Norway's consumer council complained to Apple earlier this year that iTunes' lack of interoperability with digital music players other than the iPod was not in the best interests of consumers. The watchdog said consumers must be allowed to transfer their iTunes-bought songs to the MP3 player of their choice, both now and in the future.
Apple has now filed its response to the complaint, telling the regulator it isn't behaving unfairly, rather it's protecting the interests of the individuals whose music it sells.
Torgeir Waterhouse, senior advisor with the consumer council, refuted the idea. "It's very difficult to see how locking consumers into the iPod is preserving the rights of any given artist... It's just not replying to [the complaint]. Apple are trying to smokescreen it away," he said.
Waterhouse said other elements of its objections to Apple's business practices, such as its ability to change terms of service after purchase and have them retroactively apply to downloads, had been responded to positively by the company.

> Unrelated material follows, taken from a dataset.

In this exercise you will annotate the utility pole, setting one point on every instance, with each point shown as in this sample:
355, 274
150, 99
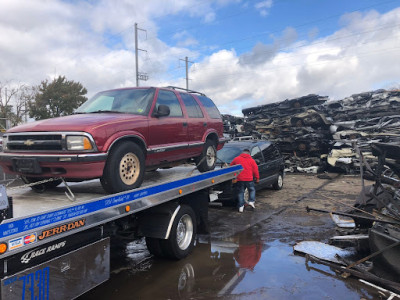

He added: "The reply from them is a good start but it's a very, very long way to go before we can say we're satisfied."
The response is still being reviewed and there has been no decision at present by the ombudsman on what the next step will be. However, if it's found that Apple isn't complying with the ombudsman's wishes, the company could face court.
Waterhouse said Apple appears unmoveable on the issue of DRM and he expects a "long struggle" over the issue.